Learning to Play
Published in the May/June issue of The Word Weaver.
My grandfather grew up playing on an island on Georgian Bay. He lived in a lighthouse. My great-grandfather was the lighthouse keeper.
A light provides hope for boaters when they lose their way. Lives depend on seeing the light beam through the fog and the waves and the darkness. Some describe “light bulb moments” in learning. I have lighthouse moments.
As a teenager, I wrote poems about heartbreak and tragedy. Like a young child playing dress-up, I tried on different scenarios through the writing. I learned how to use emotion for effect in my writing. I learned the therapeutic benefits of writing about what I feared. And I learned how to create without audience.
Play is process. Children know how to play. When children play, they use imagination, build social and intellectual skills, make new connections, learn from the inside-out, and problem-solve more effectively.
We play when we engage in a project without expectation, experiment with alternatives, and embrace the moment. We know the rules to the game, but adjust the rules to make the game more fun.
In 2003, I began a novel. Midway through the project, I crossed paths with an editor and pitched my idea to her. She loved it!
I imagined my debut as a ‘chick-lit’ novelist. I dreamed of book signings, million dollar contracts, and a glamorous life. Then, writer’s block walloped me.
I had lost a sense of play. Julia Cameron explains the dangers of fame: “Fame is a spiritual drug. It is often a by-product of our artistic work, but like nuclear waste, it can be a very dangerous by-product…The point of the work is the work” (Cameron, 2002, p. 171).
I needed a lighthouse moment to guide me through the fog.
Julia Cameron’s The Artist’s Way encourages play. The exercises reminded me of childhood adventures, suggested fun artist dates, and insisted upon writing Morning Pages.
I filled journals with wordplay, babblings, stories, and thoughts.
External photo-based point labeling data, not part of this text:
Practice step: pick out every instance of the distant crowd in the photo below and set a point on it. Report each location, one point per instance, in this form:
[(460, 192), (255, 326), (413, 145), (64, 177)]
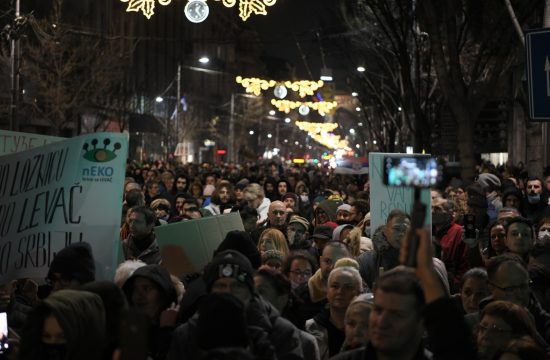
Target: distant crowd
[(307, 278)]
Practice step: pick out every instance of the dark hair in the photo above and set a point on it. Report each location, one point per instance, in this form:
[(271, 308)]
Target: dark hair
[(402, 281), (362, 205), (149, 215), (278, 281), (302, 255), (478, 273), (495, 263)]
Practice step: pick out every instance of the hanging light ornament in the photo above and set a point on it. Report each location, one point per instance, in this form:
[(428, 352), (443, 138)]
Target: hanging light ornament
[(147, 7), (247, 7)]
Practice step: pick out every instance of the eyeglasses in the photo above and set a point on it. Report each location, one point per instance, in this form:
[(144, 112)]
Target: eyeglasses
[(492, 329), (511, 289), (300, 273)]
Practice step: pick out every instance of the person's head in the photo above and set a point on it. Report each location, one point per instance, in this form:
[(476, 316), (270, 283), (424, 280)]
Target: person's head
[(500, 322), (223, 194), (395, 322), (332, 252), (162, 208), (190, 209), (150, 290), (167, 179), (519, 235), (273, 239), (254, 195), (68, 324), (497, 234), (273, 260), (343, 213), (277, 213), (357, 321), (543, 230), (141, 221), (397, 225), (359, 208), (181, 183), (298, 267), (473, 288), (344, 284), (508, 279), (153, 188), (230, 272), (71, 267), (297, 229), (273, 287)]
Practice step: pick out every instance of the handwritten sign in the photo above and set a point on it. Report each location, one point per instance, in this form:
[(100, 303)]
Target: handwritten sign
[(63, 192), (13, 142), (384, 199)]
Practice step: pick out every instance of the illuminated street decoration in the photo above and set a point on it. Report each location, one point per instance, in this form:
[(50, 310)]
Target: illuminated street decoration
[(147, 7), (304, 87), (255, 85), (313, 128), (322, 107), (247, 7)]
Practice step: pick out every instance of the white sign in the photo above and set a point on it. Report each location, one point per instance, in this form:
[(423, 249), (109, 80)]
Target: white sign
[(384, 199), (61, 193)]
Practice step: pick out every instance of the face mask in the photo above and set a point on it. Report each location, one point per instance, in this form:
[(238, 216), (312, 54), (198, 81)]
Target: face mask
[(544, 234), (54, 351), (533, 199), (367, 231)]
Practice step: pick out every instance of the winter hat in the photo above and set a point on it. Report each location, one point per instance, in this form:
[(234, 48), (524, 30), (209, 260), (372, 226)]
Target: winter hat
[(241, 242), (488, 181), (221, 322), (229, 264), (296, 219), (208, 190), (76, 261), (272, 255), (322, 232)]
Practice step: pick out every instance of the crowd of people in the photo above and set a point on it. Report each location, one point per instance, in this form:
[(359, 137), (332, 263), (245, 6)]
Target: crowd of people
[(308, 278)]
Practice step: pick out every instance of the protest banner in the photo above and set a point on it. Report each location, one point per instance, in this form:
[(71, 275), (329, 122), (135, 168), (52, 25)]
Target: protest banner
[(352, 166), (384, 199), (187, 246), (60, 193), (13, 142)]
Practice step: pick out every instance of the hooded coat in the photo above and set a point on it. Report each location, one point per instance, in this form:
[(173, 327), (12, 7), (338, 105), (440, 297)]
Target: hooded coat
[(82, 318)]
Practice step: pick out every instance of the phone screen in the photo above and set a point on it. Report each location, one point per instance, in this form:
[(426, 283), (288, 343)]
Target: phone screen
[(409, 170), (3, 333)]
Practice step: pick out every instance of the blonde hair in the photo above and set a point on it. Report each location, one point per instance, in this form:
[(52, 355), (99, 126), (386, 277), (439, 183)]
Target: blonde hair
[(278, 238)]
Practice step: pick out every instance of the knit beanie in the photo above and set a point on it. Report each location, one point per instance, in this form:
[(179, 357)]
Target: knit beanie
[(241, 242), (229, 264), (76, 261)]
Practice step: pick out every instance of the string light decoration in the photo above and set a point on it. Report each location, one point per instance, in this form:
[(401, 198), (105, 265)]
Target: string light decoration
[(255, 85), (304, 87), (147, 7), (322, 107), (247, 7), (316, 128)]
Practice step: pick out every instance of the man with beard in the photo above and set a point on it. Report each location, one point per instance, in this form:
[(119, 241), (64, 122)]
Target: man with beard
[(141, 243), (387, 241), (448, 236)]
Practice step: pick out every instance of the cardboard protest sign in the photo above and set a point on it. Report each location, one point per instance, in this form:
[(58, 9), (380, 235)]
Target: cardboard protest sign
[(352, 166), (187, 246), (13, 142), (384, 199), (57, 194)]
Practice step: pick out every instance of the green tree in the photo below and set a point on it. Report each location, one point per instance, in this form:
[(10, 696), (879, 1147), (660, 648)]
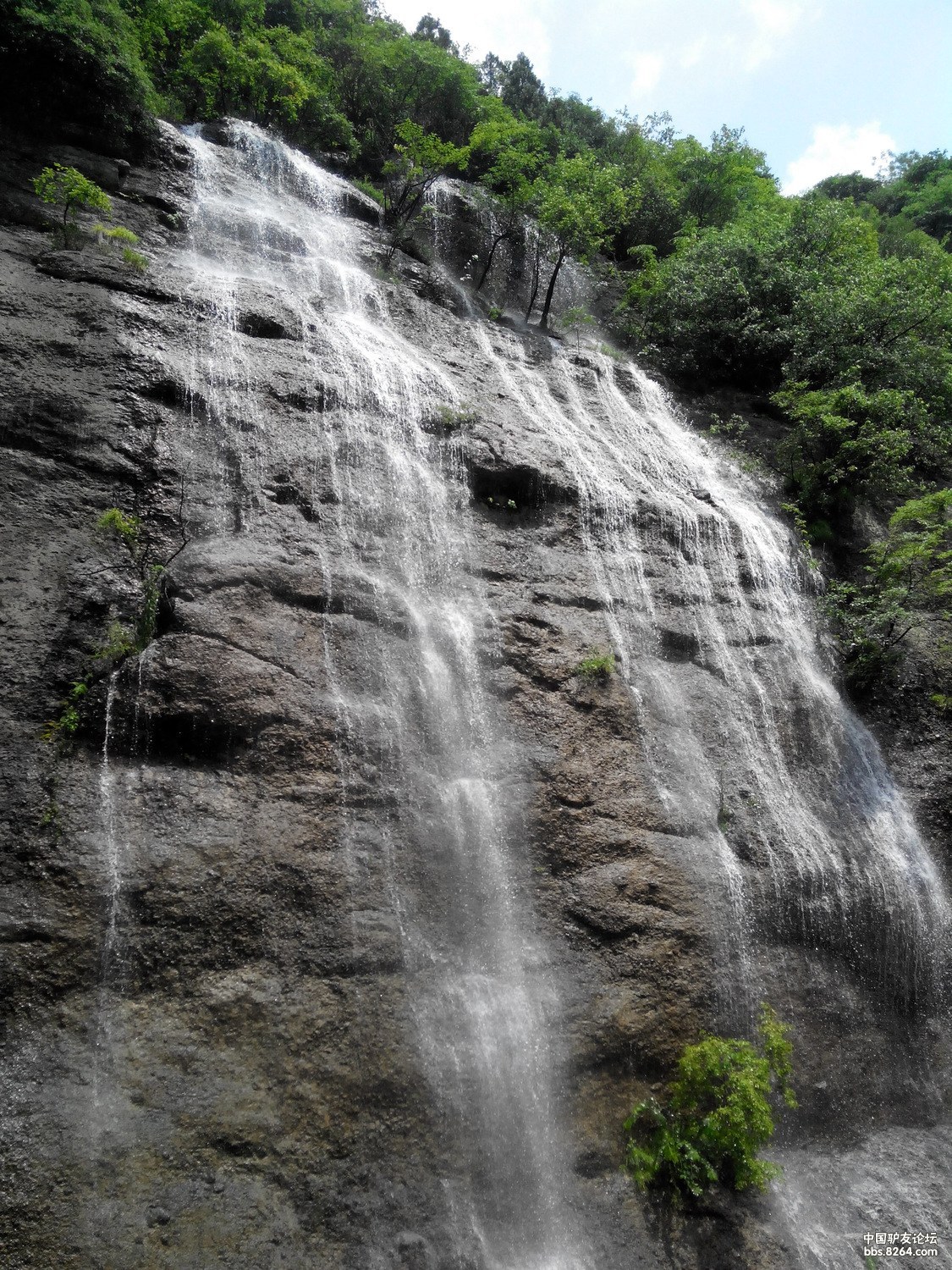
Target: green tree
[(419, 159), (718, 1117), (579, 206), (507, 154), (75, 60), (69, 190)]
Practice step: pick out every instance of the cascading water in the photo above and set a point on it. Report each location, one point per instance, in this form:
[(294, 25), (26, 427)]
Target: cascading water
[(421, 721), (748, 739), (766, 784)]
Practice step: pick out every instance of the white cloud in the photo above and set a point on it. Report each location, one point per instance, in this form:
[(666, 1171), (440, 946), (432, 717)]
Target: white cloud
[(773, 23), (647, 71), (838, 149), (502, 27)]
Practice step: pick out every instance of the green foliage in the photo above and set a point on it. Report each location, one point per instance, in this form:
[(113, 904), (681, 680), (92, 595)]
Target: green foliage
[(452, 418), (117, 234), (126, 527), (718, 1115), (598, 667), (129, 530), (848, 444), (574, 319), (119, 643), (581, 202), (76, 60), (909, 591), (63, 728), (69, 190), (121, 236), (419, 159)]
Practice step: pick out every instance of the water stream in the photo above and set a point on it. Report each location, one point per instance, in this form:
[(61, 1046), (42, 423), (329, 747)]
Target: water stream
[(708, 611), (416, 718)]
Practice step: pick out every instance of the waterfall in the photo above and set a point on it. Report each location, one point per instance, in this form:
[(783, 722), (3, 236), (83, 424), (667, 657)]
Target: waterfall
[(413, 716), (789, 818), (749, 742)]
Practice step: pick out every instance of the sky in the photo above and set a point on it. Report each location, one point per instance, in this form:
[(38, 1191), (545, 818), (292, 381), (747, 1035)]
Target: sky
[(819, 86)]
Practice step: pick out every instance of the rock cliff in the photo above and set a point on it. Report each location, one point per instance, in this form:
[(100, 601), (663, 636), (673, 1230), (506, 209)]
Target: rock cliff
[(228, 899)]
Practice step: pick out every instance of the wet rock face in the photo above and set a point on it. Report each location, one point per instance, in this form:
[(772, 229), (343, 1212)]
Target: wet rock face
[(212, 1054)]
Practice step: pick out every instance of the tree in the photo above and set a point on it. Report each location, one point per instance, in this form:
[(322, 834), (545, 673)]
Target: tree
[(75, 60), (70, 190), (579, 206), (718, 1115), (493, 73), (718, 180), (909, 588), (419, 159), (507, 154)]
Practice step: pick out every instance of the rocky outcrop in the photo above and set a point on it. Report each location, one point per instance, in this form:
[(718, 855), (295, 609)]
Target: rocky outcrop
[(210, 1052)]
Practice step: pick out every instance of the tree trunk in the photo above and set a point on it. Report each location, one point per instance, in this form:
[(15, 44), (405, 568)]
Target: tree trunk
[(535, 279), (493, 251), (548, 305)]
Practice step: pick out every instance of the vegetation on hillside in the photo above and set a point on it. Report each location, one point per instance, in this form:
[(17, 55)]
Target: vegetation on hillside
[(837, 304), (718, 1115)]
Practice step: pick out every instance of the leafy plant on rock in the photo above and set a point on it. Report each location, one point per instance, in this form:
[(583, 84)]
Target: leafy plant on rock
[(718, 1115), (69, 190), (598, 667)]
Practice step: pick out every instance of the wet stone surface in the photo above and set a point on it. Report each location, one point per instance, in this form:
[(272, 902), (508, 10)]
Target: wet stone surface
[(355, 935)]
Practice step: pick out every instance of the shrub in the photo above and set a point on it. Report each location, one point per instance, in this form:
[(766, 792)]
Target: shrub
[(599, 665), (452, 418), (126, 527), (76, 61), (70, 190), (718, 1115), (63, 728)]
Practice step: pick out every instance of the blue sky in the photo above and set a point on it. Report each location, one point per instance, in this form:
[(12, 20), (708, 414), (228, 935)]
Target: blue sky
[(820, 86)]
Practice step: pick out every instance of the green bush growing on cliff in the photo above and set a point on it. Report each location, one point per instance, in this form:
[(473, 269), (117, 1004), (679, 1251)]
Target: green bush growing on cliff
[(598, 667), (69, 190), (908, 596), (76, 61), (718, 1115)]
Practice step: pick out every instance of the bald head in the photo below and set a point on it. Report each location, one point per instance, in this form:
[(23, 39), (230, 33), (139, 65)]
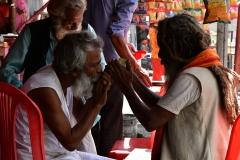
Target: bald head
[(59, 8)]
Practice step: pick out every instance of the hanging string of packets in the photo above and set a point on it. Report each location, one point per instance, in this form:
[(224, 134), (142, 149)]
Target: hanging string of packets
[(206, 11)]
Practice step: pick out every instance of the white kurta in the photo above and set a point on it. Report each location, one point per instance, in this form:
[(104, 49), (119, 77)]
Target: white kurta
[(46, 77)]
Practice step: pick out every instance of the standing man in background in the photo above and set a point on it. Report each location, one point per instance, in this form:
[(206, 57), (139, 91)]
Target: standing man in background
[(34, 46), (157, 67), (111, 20)]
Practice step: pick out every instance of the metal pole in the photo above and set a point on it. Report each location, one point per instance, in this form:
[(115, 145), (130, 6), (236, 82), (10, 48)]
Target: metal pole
[(12, 15), (237, 49)]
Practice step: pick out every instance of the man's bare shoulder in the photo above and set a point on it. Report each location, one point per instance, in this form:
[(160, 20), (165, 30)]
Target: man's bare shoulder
[(46, 98)]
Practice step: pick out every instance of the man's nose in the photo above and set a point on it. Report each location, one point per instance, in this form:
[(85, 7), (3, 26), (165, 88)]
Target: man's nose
[(99, 68), (75, 25)]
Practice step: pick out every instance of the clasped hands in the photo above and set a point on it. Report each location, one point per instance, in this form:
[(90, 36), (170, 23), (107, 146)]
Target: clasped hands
[(123, 76)]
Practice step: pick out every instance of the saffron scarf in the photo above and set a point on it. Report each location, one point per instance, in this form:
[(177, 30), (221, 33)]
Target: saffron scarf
[(205, 59)]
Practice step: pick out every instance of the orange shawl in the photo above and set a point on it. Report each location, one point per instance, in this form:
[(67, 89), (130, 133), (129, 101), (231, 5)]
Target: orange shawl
[(206, 58)]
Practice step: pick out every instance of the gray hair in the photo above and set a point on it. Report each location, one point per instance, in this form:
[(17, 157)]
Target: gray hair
[(59, 8), (70, 52)]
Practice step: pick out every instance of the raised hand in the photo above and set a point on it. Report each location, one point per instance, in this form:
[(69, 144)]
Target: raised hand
[(122, 76), (101, 88)]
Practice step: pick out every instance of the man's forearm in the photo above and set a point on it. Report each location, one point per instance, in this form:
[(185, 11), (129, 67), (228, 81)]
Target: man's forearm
[(123, 51)]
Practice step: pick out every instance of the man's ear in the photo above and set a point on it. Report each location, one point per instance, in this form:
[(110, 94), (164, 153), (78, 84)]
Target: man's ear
[(75, 72)]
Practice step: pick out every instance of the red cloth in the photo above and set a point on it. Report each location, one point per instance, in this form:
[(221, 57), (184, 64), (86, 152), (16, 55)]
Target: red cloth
[(122, 148), (158, 69), (206, 58)]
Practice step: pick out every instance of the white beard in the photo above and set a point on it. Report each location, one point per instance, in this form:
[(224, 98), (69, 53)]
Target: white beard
[(83, 86)]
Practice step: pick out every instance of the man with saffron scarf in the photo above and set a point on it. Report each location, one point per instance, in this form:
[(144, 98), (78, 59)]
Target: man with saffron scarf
[(200, 102)]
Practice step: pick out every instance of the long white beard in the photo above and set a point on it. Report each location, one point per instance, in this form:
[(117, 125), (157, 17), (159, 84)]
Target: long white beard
[(83, 86), (61, 32)]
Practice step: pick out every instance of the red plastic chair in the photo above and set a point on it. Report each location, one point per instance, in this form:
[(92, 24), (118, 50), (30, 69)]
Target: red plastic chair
[(122, 148), (10, 98), (233, 152)]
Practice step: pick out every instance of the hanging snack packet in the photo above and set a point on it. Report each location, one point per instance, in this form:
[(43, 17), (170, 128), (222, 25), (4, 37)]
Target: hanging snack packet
[(216, 11), (152, 16), (135, 18), (233, 12), (142, 6), (151, 5), (142, 19), (160, 14), (233, 3)]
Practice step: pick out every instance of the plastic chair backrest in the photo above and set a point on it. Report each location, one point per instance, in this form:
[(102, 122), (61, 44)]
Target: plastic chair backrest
[(10, 98), (233, 152)]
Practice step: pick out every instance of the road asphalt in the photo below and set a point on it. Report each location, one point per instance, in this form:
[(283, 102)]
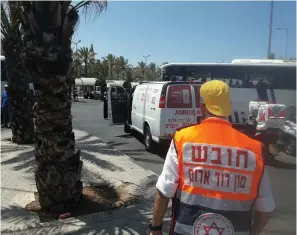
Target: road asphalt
[(88, 116)]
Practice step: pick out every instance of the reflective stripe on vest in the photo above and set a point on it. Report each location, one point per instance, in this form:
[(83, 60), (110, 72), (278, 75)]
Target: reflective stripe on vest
[(220, 172)]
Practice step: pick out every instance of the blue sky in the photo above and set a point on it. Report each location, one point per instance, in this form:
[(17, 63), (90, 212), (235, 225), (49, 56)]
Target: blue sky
[(189, 31)]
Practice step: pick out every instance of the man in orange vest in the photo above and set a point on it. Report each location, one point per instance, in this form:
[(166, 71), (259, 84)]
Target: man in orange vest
[(214, 174)]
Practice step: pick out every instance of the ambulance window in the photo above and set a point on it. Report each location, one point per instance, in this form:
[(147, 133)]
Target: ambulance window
[(179, 96), (197, 96)]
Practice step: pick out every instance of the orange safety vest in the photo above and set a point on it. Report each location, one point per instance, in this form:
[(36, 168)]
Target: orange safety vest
[(220, 172)]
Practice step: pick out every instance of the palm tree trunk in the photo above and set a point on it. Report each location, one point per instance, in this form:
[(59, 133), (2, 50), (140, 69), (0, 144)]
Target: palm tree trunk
[(59, 167), (58, 173), (20, 101)]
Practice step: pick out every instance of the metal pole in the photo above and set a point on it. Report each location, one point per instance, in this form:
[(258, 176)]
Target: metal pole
[(146, 58), (76, 59), (270, 29), (287, 41)]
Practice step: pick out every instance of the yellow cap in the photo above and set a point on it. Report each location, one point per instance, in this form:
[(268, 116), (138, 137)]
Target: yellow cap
[(215, 95)]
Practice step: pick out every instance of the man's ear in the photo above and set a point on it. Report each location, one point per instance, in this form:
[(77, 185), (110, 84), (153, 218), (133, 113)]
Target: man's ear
[(203, 109)]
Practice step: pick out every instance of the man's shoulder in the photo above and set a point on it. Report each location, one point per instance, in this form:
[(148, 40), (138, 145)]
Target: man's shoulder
[(185, 129)]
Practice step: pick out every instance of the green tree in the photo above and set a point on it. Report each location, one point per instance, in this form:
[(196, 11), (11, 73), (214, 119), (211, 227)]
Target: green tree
[(18, 84), (48, 29)]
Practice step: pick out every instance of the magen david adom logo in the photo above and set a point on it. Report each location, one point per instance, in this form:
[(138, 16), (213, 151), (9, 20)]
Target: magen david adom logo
[(212, 224)]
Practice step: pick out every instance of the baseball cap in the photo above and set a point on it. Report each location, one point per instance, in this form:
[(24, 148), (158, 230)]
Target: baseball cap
[(216, 96)]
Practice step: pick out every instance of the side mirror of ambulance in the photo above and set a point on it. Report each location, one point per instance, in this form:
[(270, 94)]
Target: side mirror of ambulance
[(271, 116)]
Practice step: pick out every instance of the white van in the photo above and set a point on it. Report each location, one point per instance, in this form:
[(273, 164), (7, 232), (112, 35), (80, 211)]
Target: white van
[(155, 109)]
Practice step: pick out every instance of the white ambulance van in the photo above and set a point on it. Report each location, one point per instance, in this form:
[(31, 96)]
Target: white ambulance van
[(155, 109)]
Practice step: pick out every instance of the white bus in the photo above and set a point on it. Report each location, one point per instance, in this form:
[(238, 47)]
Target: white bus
[(266, 80)]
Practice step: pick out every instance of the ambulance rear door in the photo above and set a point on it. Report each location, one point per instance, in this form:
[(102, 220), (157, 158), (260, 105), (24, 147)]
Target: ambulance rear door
[(179, 108)]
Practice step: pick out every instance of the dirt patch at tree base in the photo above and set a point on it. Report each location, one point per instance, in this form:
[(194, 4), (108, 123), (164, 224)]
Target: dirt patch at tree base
[(95, 198)]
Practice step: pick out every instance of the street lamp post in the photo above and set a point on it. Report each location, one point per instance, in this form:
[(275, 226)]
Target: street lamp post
[(146, 58), (76, 43), (287, 39)]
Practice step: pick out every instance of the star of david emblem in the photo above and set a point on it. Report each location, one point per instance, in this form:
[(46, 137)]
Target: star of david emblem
[(213, 227)]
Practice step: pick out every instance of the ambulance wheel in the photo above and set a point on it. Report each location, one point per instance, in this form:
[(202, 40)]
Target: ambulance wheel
[(148, 140), (290, 148), (127, 128)]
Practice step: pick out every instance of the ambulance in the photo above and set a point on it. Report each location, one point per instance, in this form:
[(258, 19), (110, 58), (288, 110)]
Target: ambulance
[(155, 109)]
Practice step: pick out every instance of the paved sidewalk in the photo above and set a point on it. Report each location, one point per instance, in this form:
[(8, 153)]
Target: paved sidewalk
[(100, 163)]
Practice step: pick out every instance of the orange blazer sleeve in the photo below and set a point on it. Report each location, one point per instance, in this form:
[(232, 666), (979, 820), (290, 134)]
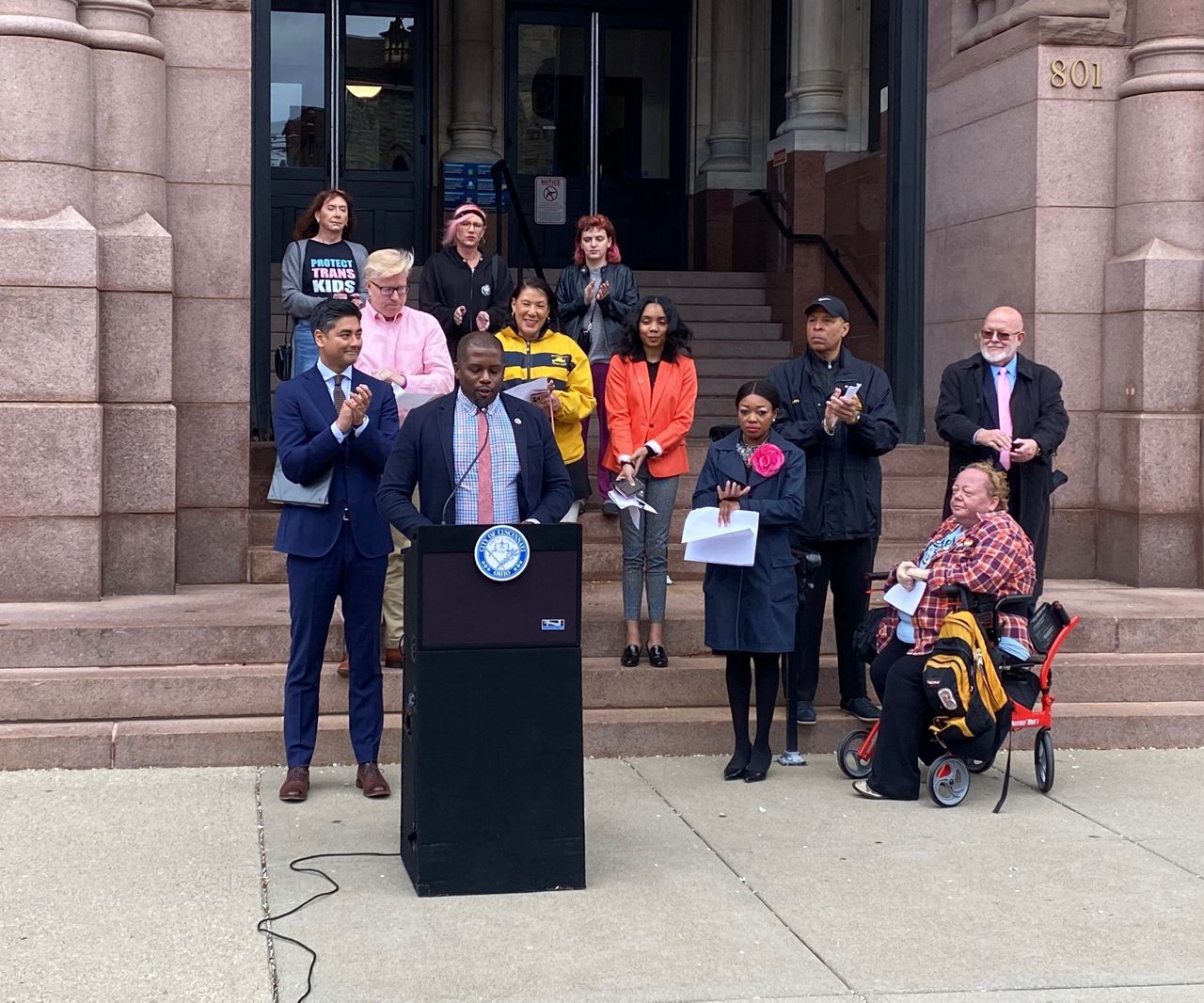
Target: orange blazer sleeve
[(618, 407), (671, 422)]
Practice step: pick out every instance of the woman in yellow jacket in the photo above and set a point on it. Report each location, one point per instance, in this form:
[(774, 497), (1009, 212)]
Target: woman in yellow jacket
[(532, 349)]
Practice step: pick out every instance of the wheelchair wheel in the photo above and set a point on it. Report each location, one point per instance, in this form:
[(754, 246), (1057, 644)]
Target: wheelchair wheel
[(1043, 758), (851, 765), (949, 780)]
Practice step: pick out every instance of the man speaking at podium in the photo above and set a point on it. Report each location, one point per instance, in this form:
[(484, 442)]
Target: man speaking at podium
[(477, 457)]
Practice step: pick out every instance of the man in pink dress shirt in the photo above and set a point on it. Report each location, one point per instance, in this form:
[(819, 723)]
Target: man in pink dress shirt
[(407, 349)]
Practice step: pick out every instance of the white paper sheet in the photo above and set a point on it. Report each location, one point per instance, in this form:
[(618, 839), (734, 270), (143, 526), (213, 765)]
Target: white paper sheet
[(409, 400), (524, 391), (906, 599), (732, 545), (626, 502)]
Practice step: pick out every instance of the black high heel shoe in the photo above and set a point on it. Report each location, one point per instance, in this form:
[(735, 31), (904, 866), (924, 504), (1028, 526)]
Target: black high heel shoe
[(759, 766), (738, 763)]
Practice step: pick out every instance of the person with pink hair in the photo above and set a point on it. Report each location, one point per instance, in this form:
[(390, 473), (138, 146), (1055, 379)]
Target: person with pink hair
[(594, 296), (464, 287)]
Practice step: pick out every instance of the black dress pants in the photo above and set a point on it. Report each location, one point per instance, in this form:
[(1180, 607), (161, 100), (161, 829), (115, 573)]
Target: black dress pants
[(843, 567), (903, 732)]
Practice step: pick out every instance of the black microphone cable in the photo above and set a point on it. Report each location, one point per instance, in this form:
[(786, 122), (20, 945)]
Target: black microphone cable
[(443, 516)]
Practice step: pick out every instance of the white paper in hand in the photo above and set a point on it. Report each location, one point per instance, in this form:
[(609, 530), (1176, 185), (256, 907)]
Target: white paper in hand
[(906, 599), (524, 391), (732, 545)]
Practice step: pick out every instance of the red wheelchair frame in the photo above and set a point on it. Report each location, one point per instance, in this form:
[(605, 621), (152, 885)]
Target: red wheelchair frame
[(949, 775)]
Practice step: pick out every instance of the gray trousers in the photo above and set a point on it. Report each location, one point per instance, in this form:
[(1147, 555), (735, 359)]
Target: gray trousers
[(645, 550)]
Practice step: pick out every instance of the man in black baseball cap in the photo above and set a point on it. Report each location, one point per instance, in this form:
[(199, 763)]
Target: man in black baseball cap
[(841, 412), (833, 306)]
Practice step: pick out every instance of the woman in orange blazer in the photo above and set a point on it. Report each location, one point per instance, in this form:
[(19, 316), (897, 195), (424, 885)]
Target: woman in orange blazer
[(650, 391)]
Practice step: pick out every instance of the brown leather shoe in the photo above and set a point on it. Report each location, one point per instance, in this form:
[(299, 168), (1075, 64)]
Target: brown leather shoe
[(370, 779), (296, 784)]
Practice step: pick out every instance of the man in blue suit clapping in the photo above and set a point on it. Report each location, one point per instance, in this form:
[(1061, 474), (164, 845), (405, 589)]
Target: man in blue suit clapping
[(335, 419)]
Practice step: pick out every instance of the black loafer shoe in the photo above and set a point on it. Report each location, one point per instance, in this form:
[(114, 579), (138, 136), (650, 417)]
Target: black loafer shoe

I relearned how to engage in the process of writing without getting lost in the potential glory of a finished product. Slowly, I learned how to let go of expectation.
The routine of playful writing acted as a range light guiding me home. I learned how to create with joy. My creative life was richer than ever. My journals glowed with an abundance of ideas. I had learned how to take the lid off the jar and play with the sunshine that danced all over the page. But, when would I become a writer?
When a boater is lost in a storm, her best defense is to focus her attention on the range light and seek shelter at the lighthouse until the storm passes. My novel was not working, so I decided to shift my attention to another writing project. Then, when the conditions improved I could return to the project.
I decided to write a play. The lighthouse, and a fictional story about the effects of a young girl’s rape there, became a central storyline layered over the stories of the women at Girls’ Week.
The writing streamed out of me with the intensity of a fire hose. I welcomed inspiration, trusted my ideas were sound, and let the play unfold without expectations. I played with character, structure, technique, and setting.
The two big lessons I had learned about inspiration and playfulness allowed me to finish “Once Upon a Rocking Chair,” my first play. And when I learned how to finish one project, I began to finish more.
Writing is a process, a moment, a relationship between me and the words on the page, a relationship between the words on the page and the reader.
In becoming a writer, it was important to me to finish a project because it would signal my capacity to generate an idea and communicate it.
Playwright. Play write. These two words have come to identify my work as a writer. Play. Write. And they are my wish for you: play, write.